What is extreme about my statement? If you see evidence to the contrary, please share it.
There's blatant evidence all over the place. Vaccinated people are sick for less time, that provides mitigation of transmission.
Many studies have shown that the vaccines reduce infection and transmission. Less so for Omicron but it does reduce it.
> A: Because children pass COVID-19 on to older people who are highly likely to die.

Am I living in 2020 or did I dream vaccines existing and being extremely effective? At this point, if you are vaccinated NO ONE is highly likely to die.

> This isn't a matter of picking who gets it and who doesn't.

I agree with everything except this. On a world wide level there are millions of unvaccinated adults.

4.49 billion people including children.

Given the vaccine refusal rate in some countries, I wouldn’t be surprised if half of the currently unvaccinated don’t ever get one.

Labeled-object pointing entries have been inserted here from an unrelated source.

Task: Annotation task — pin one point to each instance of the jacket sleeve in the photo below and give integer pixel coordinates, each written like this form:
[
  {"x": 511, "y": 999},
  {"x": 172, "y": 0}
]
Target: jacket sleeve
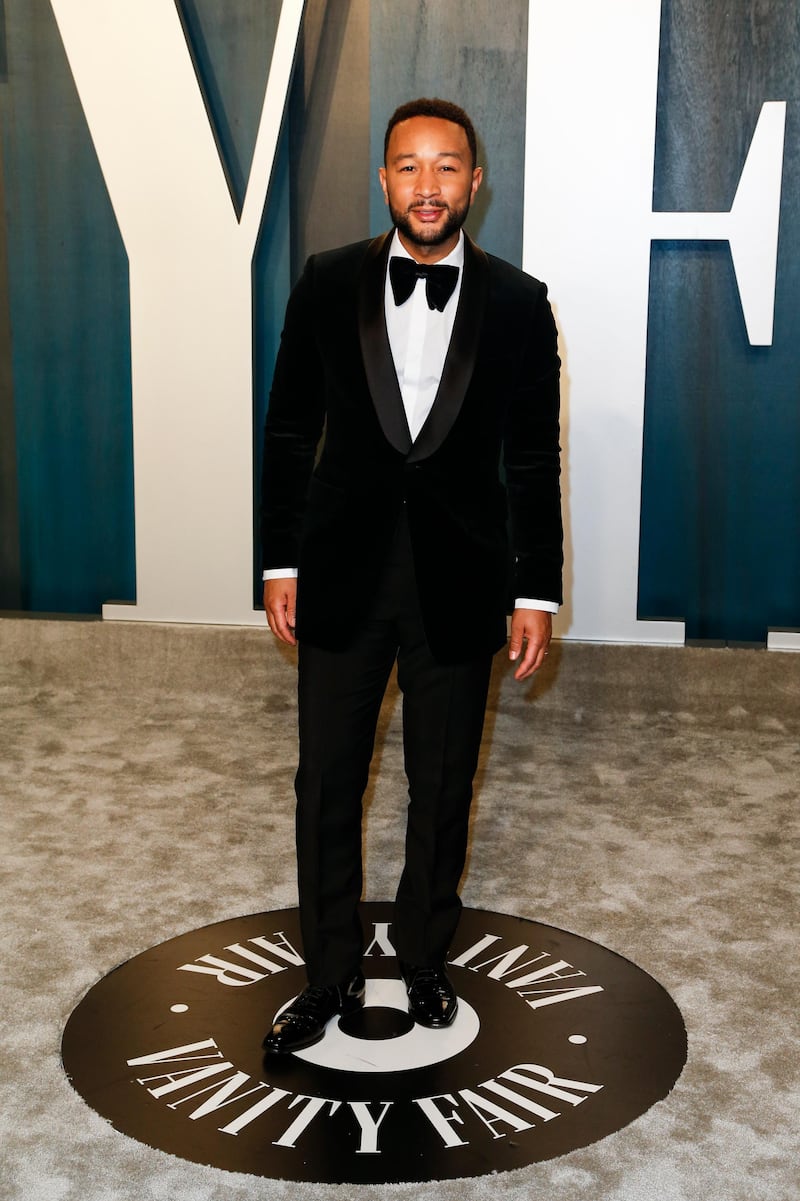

Do the vaccines reduce infections, esp. omicron?
I think collecting data around this specific question namely infections rather than hospitalizations or deaths would be very difficult if not impossible. I think you can draw your own conclusions but as far as the data goes it's up for interpretation.
So child sacrifice to save the old and sick?
Well, there are some arguments that forest fires are getting worse and worse because we're never allowing natural smaller fires to occur.

Don't know at all if that holds up to COVID but if getting the virus develops stronger imunity than getting the vaccine, maybe spreading the vaccination to countries that are way behind might be the right priority.